All industries will need to evaluate the legal and brand exposures that social media introduces. For instance, what happens if the organization’s intellectual property gets posted? What about customers data? Most industries will need to modify their enterprise logging strategy to include these new forms of communication and should look into using a brand protection firm to look for misuse that occurs outside of the workplace.
Once the decision is made to make social media part of the business strategy, make sure to develop a strategy that involves all of the enterprise’s risk and compliance stakeholders—business units, legal, human resources, IT, change management, audit, risk, security, and executive steering committees. The strategy will need to address technology, process and people. Out of these three, the strategies around handling people will be the most sensitive. Create strategies that are fair, consistent and accommodate any appropriate exceptions.
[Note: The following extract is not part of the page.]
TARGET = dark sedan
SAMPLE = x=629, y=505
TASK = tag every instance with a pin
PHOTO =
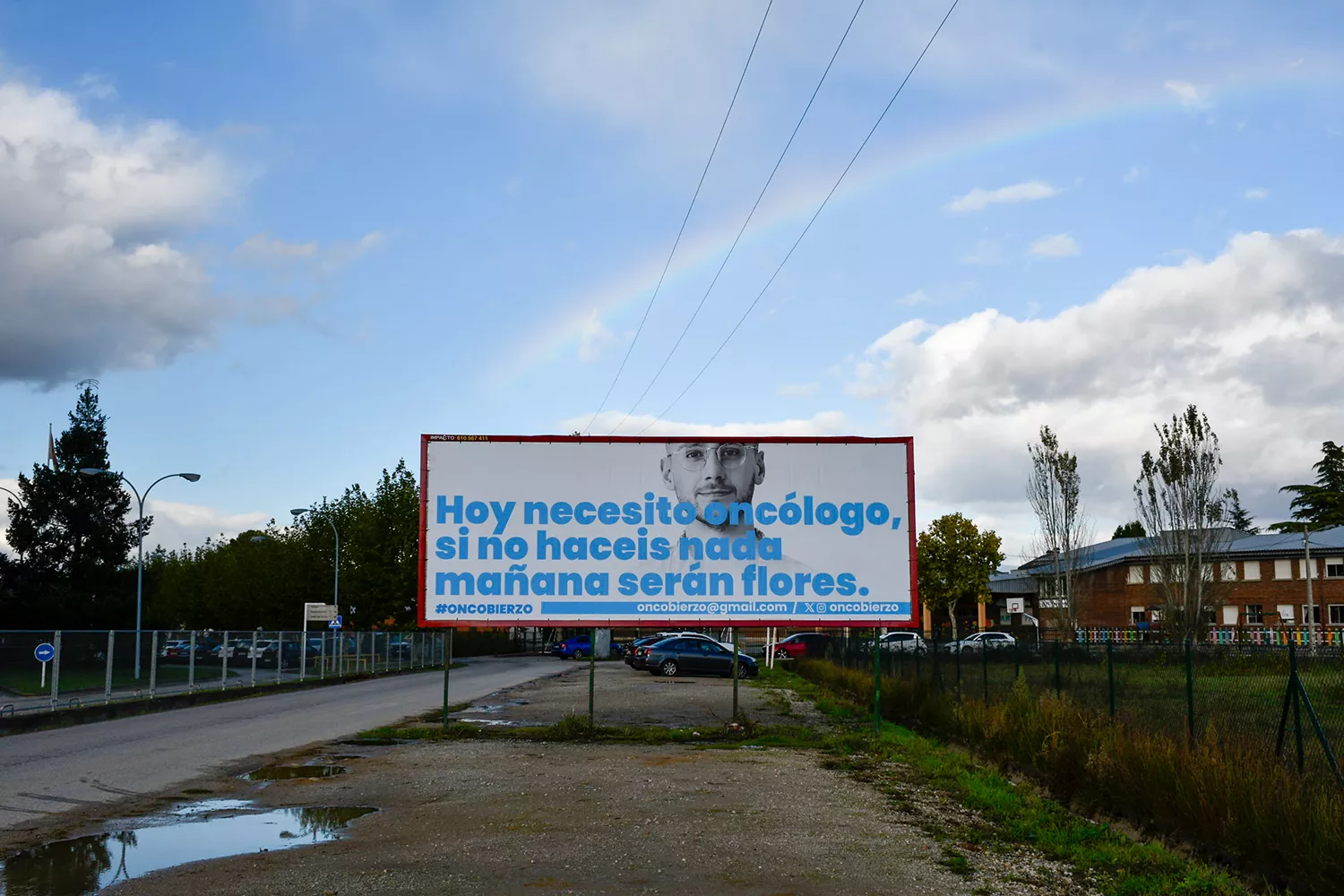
x=695, y=656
Since it is difficult to control behavior outside of the workplace, designing awareness programs that create personal interest for employees is important. Programs should help employees understand their own risk when using social media, in addition to addressing business concerns. Also, remember that using social media responsibly requires a cultural shift, and upper management will need to lead by example. Their actions should set the standard, and reflect the behavior they expect to see in their employees, especially when it comes to keeping one’s professional and social presences separate.
Social media is here to stay
Social media is not a fad. It is forever changing the way we communicate with others. As we become more familiar with social media, we will be able to better manage it. By examining these four essential areas, implementing a comprehensive security program and clearly communicating a company’s internal social media policy, the risk factors will start to decrease.